Does it work? The article reports on research by Dr. Richard Satava, who tested the performance by surgeons who had used a simulator vs. those who had not. In a nicely designed study, he discovered that surgeons who had used the simulator completed procedures 29% faster, less likely to hesitate, make errors, etc (check the article for the details).
So it seems that this type of simulator is perfect! Why wouldn't we use it?
Well, let's just think through one ethical implication: Although technologies are often thought of as neutral, they're not. They come with a bunch of cultural values and assumptions. After all, who designed them? Middle-aged, well-educated white males? How does that influence the simulator itself? This isn't a direct criticism of Martin the Mannequin, but of simulators in general. Let's assume that Martin the Mannequin is a young man from America, which we can infer because he's Caucasian and young-looking. He seems to have some an internal medical condition. Would it be the same as another patient from another country, where the diet/exercise/lifestyle is very different?

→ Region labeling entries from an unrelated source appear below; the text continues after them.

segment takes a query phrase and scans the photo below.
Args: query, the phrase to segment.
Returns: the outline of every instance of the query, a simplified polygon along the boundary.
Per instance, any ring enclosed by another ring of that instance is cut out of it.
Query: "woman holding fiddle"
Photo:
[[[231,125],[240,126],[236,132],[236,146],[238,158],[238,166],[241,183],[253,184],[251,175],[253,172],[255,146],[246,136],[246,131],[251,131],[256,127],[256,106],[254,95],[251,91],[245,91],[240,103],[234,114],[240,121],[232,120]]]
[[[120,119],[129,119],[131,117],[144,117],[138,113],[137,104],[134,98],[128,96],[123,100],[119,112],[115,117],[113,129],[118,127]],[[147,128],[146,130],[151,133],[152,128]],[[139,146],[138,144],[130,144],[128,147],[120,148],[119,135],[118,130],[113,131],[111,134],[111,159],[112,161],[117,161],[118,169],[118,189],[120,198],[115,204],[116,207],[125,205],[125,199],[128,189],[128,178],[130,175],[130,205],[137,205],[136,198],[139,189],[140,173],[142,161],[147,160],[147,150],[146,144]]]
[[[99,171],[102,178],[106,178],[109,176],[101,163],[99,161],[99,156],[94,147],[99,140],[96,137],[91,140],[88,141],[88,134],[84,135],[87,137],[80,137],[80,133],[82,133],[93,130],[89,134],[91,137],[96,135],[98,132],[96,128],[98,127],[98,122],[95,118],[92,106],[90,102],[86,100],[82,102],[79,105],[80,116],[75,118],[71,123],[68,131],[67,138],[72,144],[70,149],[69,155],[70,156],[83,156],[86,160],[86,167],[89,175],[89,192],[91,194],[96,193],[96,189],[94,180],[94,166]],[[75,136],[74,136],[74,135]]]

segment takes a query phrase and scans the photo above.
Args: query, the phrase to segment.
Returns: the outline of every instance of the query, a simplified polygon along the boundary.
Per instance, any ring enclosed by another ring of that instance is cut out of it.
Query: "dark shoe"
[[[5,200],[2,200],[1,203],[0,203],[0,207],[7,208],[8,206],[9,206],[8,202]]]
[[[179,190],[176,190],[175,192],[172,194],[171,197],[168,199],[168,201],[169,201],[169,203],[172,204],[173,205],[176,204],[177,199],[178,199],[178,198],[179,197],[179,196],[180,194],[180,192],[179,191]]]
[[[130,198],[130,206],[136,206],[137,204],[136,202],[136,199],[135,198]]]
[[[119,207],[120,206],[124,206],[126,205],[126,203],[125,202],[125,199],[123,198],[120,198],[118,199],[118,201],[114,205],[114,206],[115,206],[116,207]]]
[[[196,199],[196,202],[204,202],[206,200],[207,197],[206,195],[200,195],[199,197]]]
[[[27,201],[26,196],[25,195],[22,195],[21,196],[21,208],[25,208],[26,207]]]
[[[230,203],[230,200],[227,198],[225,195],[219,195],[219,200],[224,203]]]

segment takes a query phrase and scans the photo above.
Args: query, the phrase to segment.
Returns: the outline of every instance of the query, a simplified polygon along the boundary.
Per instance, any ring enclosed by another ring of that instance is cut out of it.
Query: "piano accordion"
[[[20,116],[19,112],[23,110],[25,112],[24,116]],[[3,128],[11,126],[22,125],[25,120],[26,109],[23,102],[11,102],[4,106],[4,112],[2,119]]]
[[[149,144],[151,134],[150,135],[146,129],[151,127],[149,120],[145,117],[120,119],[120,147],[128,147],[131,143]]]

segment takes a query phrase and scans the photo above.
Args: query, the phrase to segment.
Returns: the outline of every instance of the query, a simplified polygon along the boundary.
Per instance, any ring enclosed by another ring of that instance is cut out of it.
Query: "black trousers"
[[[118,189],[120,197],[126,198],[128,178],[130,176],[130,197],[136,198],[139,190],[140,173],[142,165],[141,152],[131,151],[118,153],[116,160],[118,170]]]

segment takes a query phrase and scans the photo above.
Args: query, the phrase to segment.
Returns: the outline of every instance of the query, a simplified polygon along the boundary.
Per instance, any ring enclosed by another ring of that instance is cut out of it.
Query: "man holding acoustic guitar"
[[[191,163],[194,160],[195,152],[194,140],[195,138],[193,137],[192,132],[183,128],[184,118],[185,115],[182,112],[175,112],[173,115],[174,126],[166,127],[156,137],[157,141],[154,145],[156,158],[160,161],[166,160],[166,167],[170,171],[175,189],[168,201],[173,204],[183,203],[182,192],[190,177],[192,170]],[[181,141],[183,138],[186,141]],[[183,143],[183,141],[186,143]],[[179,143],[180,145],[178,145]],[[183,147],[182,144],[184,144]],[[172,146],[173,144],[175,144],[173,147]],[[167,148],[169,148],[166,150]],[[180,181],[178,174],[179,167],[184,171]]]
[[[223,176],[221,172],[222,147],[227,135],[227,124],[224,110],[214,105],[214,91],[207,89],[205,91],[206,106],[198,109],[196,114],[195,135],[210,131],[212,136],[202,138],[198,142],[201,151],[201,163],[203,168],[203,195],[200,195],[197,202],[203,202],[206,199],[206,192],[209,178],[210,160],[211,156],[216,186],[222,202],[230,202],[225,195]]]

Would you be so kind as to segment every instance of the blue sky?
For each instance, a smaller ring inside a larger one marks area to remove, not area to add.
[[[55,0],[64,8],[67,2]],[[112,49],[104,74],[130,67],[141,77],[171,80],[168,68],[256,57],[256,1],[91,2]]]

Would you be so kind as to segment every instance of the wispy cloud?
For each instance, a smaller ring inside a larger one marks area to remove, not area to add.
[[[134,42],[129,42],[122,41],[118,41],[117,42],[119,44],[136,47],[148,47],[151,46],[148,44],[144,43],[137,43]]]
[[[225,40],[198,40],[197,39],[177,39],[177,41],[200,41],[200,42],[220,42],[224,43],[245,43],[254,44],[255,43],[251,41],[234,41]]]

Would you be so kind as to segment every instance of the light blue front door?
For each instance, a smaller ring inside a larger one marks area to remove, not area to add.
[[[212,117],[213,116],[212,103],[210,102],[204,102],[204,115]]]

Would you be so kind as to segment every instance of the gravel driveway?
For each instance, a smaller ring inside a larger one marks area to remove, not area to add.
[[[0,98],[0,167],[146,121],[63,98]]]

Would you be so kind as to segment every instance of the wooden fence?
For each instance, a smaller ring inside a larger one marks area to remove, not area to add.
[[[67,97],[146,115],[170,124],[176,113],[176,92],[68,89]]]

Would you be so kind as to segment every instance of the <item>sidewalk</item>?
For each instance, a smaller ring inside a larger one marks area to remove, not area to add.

Certainly, for most medical conditions, they would manifest similarly across populations. But there are many conditions that are typical only in very specific populations. And if a teaching program were to only use mannequins representing certain populations (which they're not, but play along), would it affect surgeon's conception of disease in various cultural/ethnic groups? You bet.
So how do the simulation designers account for this?
The answer, of course, is that they can't. Once a technology tries to become everything to everyone, it's useless. But as much as possible, simulators should go hand-in-hand with real-life experiences. As they say, you can't learn it all in a book. So while a persuasive technology may do incredible good, it's always--ALWAYS!--necessary to think through the potential downsides, and to educate the users of your design's implications.